We also got a pack of test strips, to test urine, so we could see whether it was doing anything. We also tested out tap water, filtered water and bottled water for acidity, and surprisingly, found our tap water was the least acidic. Obviously, yours may well be different, and different bottled waters would be higher or lower on the scale. And it is working. My system is becoming more alkaline, but it was causing diarrhoea, so I followed the instructions, dropped it for a few days, then started out more slowly. I think partly we threw too much new stuff at my system in one go. He has also ordered some Ph balancing tablets, as these may be easier to take than the powdered version, especially if we are out all day.
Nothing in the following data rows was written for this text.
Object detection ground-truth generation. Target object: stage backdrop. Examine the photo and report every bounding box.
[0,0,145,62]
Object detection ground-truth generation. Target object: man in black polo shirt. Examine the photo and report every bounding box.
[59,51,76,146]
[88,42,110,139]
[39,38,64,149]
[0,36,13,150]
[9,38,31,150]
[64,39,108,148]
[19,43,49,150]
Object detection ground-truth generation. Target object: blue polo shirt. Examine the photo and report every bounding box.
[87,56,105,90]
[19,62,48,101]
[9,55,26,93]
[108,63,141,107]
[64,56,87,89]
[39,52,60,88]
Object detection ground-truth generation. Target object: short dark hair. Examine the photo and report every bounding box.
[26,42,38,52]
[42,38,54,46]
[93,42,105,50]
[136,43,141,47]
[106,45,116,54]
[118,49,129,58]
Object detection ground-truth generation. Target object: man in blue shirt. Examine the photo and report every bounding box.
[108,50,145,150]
So, here is the full list of what was ordered, or bought locally. Many items will be available in your local Health Food store.
Sunshine Vitamin D ( Seven Seas Brand)
Immune Defence - fish oil and Vitamin C ( Seven Seas)
B-Complex- +Vitamin C
Milk Thistle 8580mg
Curcumin X4000 ( contains Meriva)
Perfectly Healthy Ph Plus.
Curcumin- this one is apparently a highly effective anti cancer supplement, as it is the major ingredient in curry powders, and the people who have a high intake of this, also have the lowest rate of digestive system cancers. Too much info to quote here, but this link will take you to a detailed assessment of it.
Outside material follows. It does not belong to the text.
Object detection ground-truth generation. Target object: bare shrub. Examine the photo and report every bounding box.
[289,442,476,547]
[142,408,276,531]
The Quercetin plus- that as yet I am not taking, Although it is supposed to be very helpful, one of its contra indications is that it can cause bleeding to be severe, so should not be taken for at least two weeks before any surgery. As we yet don't know what the timeline is, thats on hold.
The Apricot Kernals- now thats a strange one. I came across those in a forum post by a guy who had been taken off Chemo,as it was ruining his quality of life. Here is the link to his story, make of it what you will. Again, working on the theory that these things are not poisonous, it can't do any harm.
Milk Thistle went on the list as its shown to help alleviate some of the side effects of Chemo-I may not need it if I am lucky, but its a just in case.
Some of the basics on there, the Vitamin B, C, Immune defence etc, all aim to generally improve your health, and fight the 'free radicals' or 'oxidants'. The knowledge is that free radicals can cause the sort of cell damage that cancer cells exploit, so destroying the higher levels of free radicals again can only help.